J’ai été béni par le don de leur amitié ces dix dernières années et je les ai accompagnés durant les années qui ont précédé la canonisation, en mai 2004 au Vatican, de cette grande sainte, épouse, mère de famille, médecin, qui aimait la vie.
L’histoire de sainte Gianna est unique dans la mesure où c’est le seul cas dans l’histoire de l’Eglise où le mari et les enfants de la sainte sont toujours en vie. Le dimanche matin, j’ai célébré la messe dans la chambre de Pietro Molla, aujourd’hui âgé de 96 ans, entouré de trois de ses enfants – Gianna Emmanuela, Pierluigi et Laura – ainsi que leur famille. Des amis proches quelques autres membres de la famille se sont également joints à nous.
Pietro Molla est un pilier et un roc, un homme d’une foi, d’une simplicité et d’une sainteté extraordinaires. Je suis certain que l’histoire de sainteté ne s’est pas arrêtée avec Gianna, décédée en 1962 à l’âge de 39 ans. En effet, la cause de béatification et de canonisation du frère de Gianna, frère Alberto Beretta, missionnaire capucin au Brésil, a été ouverte l’an dernier à Bergame, en Italie.
A l’issue de la messe nous avons partagé un déjeuner simple avec la famille Molla. Nous avons parlé de la manière dont l’histoire extraordinaire de la vie de Gianna se répand à travers le monde entier. J’avais en tête les belles paroles des cardinaux, évêques, préfet, biblistes, d’un pape et d’un patriarche, prononcées à Rome pendant le synode des évêques sur la Parole de Dieu dans la vie et dans la mission de l’Eglise.
Dans cette maison familiale à Mesero, j’étais entouré de personnes qui possèdent une bibliothèque contenant la vie et les paroles de Jésus, une communauté de Milanais ordinaires qui ont pris les béatitudes au sérieux et les ont vécues chaque jour.
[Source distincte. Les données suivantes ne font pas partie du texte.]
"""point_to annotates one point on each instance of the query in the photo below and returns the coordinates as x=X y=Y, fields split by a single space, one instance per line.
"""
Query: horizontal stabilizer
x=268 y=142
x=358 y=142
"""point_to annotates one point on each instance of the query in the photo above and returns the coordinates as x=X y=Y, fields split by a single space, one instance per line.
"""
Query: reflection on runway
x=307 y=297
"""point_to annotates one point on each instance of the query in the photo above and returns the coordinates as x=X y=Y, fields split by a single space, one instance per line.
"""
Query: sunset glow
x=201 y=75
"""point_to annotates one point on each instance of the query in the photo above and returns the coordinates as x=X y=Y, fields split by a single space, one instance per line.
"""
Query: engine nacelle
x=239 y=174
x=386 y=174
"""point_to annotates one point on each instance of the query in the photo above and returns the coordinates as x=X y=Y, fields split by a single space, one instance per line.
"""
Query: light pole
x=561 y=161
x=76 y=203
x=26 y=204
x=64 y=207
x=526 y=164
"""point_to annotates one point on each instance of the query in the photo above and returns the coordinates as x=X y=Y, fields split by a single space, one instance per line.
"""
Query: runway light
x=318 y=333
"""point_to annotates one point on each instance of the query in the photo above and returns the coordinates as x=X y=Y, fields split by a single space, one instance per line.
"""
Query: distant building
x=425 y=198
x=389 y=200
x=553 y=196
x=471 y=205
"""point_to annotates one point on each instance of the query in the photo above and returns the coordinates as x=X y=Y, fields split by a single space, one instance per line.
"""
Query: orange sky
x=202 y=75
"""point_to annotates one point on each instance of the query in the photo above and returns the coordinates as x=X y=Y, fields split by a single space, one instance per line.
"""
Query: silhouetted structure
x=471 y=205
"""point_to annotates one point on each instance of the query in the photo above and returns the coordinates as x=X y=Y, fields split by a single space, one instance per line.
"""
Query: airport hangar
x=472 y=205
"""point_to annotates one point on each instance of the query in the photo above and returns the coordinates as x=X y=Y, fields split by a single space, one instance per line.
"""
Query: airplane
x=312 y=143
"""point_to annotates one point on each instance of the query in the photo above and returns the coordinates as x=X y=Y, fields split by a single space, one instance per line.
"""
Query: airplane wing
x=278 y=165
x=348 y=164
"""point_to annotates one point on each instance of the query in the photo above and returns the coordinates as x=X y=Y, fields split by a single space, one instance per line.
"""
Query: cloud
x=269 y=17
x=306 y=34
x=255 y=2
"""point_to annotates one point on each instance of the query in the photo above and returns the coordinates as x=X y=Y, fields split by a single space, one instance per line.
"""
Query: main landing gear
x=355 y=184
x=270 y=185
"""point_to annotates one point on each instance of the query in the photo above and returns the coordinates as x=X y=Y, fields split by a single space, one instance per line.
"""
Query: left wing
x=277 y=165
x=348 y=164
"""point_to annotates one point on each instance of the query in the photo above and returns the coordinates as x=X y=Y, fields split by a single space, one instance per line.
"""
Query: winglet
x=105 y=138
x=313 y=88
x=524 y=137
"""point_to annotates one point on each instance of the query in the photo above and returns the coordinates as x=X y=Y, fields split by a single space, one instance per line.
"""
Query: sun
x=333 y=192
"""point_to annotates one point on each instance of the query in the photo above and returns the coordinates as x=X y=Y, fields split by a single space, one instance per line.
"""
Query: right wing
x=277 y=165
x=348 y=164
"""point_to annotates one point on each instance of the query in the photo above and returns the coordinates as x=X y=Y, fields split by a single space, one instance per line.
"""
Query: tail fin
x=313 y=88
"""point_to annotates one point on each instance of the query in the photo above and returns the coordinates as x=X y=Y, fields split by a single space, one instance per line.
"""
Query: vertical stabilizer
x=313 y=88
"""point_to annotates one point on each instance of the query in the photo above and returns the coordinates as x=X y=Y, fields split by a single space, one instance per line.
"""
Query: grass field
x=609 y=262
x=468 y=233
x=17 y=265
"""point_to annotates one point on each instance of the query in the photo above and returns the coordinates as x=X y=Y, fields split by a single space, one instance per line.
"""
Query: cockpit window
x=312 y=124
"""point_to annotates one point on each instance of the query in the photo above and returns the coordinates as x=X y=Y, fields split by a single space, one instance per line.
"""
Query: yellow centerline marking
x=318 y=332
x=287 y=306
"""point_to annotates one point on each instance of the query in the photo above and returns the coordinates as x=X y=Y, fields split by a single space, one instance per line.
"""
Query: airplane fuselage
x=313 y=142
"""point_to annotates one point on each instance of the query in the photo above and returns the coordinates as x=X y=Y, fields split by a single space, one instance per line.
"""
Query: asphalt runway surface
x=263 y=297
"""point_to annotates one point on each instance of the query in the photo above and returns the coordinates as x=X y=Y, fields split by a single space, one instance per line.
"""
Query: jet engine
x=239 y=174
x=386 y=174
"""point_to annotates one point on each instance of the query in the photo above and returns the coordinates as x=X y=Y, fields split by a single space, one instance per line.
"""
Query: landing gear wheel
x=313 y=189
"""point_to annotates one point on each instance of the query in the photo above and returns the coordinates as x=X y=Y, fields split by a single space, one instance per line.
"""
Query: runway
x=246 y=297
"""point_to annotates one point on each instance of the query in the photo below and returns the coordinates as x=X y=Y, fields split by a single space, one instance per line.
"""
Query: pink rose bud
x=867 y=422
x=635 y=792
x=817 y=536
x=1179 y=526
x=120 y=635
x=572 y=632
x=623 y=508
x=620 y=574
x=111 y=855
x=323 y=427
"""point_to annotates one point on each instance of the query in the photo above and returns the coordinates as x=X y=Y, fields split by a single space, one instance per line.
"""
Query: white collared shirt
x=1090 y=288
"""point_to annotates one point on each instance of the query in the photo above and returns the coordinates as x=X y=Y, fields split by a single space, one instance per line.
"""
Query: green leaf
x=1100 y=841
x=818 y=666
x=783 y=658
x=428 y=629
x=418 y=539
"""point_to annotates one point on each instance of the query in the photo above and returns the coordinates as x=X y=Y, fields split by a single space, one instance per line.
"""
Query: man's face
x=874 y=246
On peut parler de la communion des saints en termes théologiques mais ce dimanche, je les ai vécues dans la chair et le sang. Ce groupe de personnes a été et reste pour moi la réalité de la communion des saints en temps réel : le mari d’une sainte, les enfants d’une sainte, les nièces et les neveux d’une sainte. Ils sont comme nous. Leur amour pour Dieu et pour leur prochain, leur cœur ardent et leur dynamisme brûleront la tristesse et le mal présents dans le monde d’aujourd’hui, non pas avec dureté mais à travers un amour fervent et une gentillesse ordinaire.
Tandis que le pape Benoît XVI était à Pompéi pour la Journée mondiale des missions, embrasant cette partie du sud de l’Italie, que moi je me trouvais dans le nord à Mesero, entouré du feu évangélique de la famille Molla, Mgr Saraiva Martins, préfet émérite de la Congrégation pour les causes des saints, présidait la cérémonie de béatification des parents de sainte Thérèse, Louis Martin et Zélie Guérin, à Lisieux, en France.
Sainte Gianna, avec sa famille et ses amis, Louis, Zélie, sainte Thérèse et leur famille, nous rappelle le sens de ce synode : aller au-delà des paroles de l’Ecriture pour rencontrer le Seigneur vivant qui nous invite à devenir ce que nous lisons, et ainsi, apporter l’espérance, la paix et la guérison à notre monde brisé et affamé.